Two or three times a week, I throw a bag in my microwave, and within a couple of minutes, I have a bowl of white, fluffy popcorn; a bit too salty perhaps, but who cares; I love it.
Yesterday's bowl of popcorn intrigued me. I began to examine the popped kernels, and a thought occurred to me: each kernel pops in its own unique way; and no matter how many times you make popcorn, you will never replicate the shapes or configurations of the pieces in exactly the same way. Trying to replicate a large bowl of popcorn in exactly the same configuration of each popped kernel is, in my opinion, and I am not naïve about mathematics, not just improbable, it is literally impossible.
One piece was quite interesting; it actually looked a bit like a tiny figure of a person. I let my imagination soar, and in a flight of fancy, I saw that popcorn transfigure into me. There I was, breathing, thinking, looking around and watching other pieces gradually transmute into various other familiar things. Soon I forgot I was pretending: I was looking at myself, marveling at the peculiar specialness of my very existence. Surely, I thought, I couldn't have happened as some random accident in an indifferent nature, like so many other random occurrences: I was too damn special! I was convinced that there had to have been some design, some architecture, behind the scheme of things, so finely tuned for such an infinitely unlikely event to have taken place.

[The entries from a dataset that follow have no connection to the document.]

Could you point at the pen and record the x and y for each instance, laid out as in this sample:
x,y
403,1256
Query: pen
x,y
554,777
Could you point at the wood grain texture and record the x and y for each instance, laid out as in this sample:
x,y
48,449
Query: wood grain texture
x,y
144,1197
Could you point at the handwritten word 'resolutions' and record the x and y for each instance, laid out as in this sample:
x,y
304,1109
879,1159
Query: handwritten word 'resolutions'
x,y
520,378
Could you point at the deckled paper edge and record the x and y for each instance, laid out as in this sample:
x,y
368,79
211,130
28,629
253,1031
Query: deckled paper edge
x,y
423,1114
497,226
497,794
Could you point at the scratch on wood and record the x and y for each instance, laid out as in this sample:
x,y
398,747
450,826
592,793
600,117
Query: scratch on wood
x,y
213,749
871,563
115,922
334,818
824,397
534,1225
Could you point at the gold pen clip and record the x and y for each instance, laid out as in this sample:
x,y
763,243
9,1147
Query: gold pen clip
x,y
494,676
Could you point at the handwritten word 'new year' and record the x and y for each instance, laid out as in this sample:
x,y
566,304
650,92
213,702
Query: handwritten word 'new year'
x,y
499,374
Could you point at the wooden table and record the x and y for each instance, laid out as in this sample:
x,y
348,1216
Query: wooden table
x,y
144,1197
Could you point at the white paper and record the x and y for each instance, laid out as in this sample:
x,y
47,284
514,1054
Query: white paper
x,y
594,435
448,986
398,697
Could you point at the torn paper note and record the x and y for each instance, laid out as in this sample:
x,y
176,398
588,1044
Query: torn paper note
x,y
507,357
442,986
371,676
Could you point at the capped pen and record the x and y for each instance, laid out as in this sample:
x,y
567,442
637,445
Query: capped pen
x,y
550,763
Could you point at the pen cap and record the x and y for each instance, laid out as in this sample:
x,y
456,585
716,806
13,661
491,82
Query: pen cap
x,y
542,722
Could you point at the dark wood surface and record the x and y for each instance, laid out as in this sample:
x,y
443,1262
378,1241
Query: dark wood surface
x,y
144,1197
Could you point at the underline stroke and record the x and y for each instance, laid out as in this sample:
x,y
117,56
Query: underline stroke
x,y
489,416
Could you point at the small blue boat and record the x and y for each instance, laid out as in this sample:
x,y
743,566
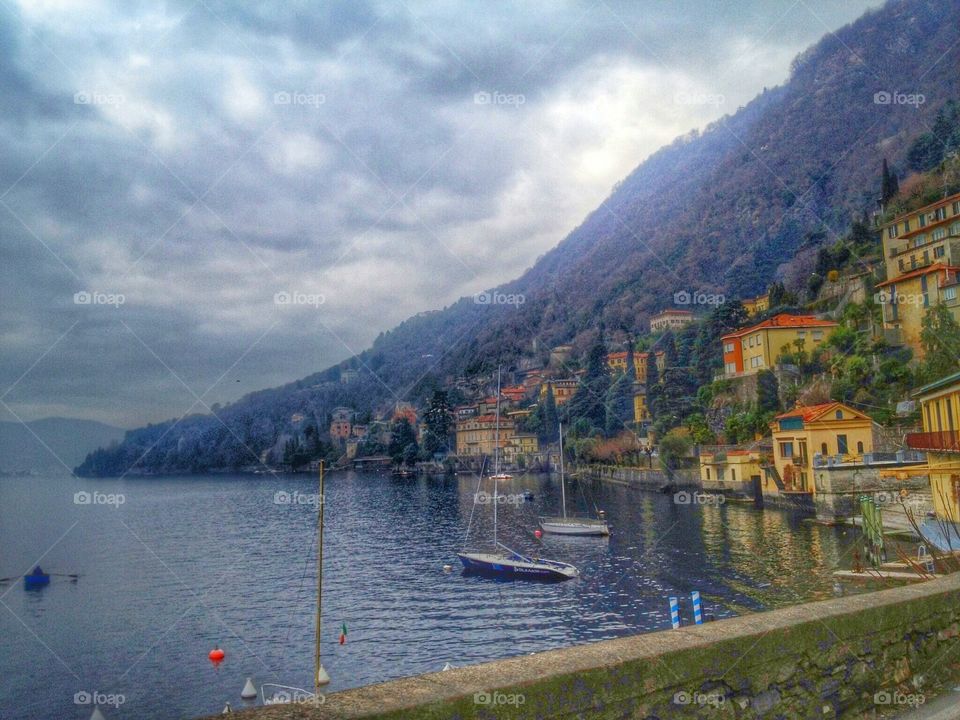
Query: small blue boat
x,y
36,578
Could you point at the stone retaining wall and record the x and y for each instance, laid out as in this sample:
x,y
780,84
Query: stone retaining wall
x,y
850,657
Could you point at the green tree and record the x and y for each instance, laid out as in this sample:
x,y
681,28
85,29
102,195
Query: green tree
x,y
768,391
401,436
589,402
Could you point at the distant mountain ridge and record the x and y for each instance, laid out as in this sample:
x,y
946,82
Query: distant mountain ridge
x,y
67,443
717,211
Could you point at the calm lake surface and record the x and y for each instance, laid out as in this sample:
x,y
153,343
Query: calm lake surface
x,y
188,563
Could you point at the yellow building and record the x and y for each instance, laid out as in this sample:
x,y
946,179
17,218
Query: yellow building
x,y
940,440
521,444
827,430
921,250
733,466
477,435
760,346
563,390
759,304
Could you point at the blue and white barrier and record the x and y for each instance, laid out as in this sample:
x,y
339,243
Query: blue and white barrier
x,y
697,607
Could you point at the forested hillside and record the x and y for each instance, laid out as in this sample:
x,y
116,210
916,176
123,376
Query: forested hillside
x,y
717,211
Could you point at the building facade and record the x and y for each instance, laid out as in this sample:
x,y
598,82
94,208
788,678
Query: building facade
x,y
830,429
940,439
760,346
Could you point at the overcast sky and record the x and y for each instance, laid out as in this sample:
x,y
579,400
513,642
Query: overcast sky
x,y
182,163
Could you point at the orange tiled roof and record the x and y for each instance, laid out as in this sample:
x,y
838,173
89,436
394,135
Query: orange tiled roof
x,y
784,320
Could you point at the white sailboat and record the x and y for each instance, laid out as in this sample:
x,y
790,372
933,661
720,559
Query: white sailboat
x,y
572,525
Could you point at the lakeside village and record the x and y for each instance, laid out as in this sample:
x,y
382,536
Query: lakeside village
x,y
844,404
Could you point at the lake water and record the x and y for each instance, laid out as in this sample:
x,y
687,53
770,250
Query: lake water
x,y
187,563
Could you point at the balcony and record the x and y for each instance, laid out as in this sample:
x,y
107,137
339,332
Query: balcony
x,y
944,441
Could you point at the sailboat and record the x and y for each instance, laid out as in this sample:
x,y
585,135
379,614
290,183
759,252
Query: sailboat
x,y
497,474
572,525
504,562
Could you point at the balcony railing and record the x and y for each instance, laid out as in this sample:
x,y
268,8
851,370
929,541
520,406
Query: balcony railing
x,y
944,441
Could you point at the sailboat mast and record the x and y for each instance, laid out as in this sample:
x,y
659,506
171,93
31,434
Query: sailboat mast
x,y
496,462
317,666
563,492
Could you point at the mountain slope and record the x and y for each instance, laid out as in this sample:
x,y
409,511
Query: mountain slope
x,y
67,442
716,211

But there was a nagging suspicion in my mind: Wouldn't in any other randomly popped batch of popcorn, if some of the popped kernels had the ability to think, have thought the same way as I was thinking! They would also have concluded that they were special creations whose improbable existence must have been the end result of a purposeful design by some master architect; some divine unknown!

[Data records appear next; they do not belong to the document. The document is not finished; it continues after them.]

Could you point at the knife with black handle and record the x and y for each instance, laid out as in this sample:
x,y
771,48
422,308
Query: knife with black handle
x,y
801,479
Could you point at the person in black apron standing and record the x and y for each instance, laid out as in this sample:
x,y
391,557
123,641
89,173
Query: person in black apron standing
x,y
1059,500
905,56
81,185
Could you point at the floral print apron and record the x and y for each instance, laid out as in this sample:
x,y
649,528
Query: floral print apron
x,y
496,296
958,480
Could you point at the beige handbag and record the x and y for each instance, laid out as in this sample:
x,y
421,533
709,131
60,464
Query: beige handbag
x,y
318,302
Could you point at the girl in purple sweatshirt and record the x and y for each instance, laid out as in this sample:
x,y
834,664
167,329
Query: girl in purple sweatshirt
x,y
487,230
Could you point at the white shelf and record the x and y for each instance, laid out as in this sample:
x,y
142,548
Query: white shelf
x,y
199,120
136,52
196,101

Besides, I thought, when some event happens at random for the first time, thinking of the probability factor of it having happened is a mathematical mistake: It has already happened. But we can try to calculate the probability factor of events only when we assign a set of expected results, which would take the randomness out of the equation.
However, in spite of all that, I remained content, convinced of my unique existence and proud of my specialness! To rationalize that, I concluded that the designer/creator must be there, somewhere, even if invisible and untouchable by me. But another thought began to bother me: If everything has a designer/creator, then who or what designed the creator?! Simple, I thought; the original designer is the kind of designer that does not require its own designer: and that must be that; otherwise, the chain becomes endlessly long, which is unacceptable when everything has a beginning!
A sudden thunderclap brought me out of my hallucinatory excursion. I was back in the real world, but with a new perspective of the reality of our existence.
It was comforting to read in the Google News on my computer that astrophysicists now believe that the Andromeda galaxy is not going to collide with our Milky Way galaxy, which was originally predicted to happen in eight or ten billion years from now. So, with a sigh of relief, I decided to go to bed.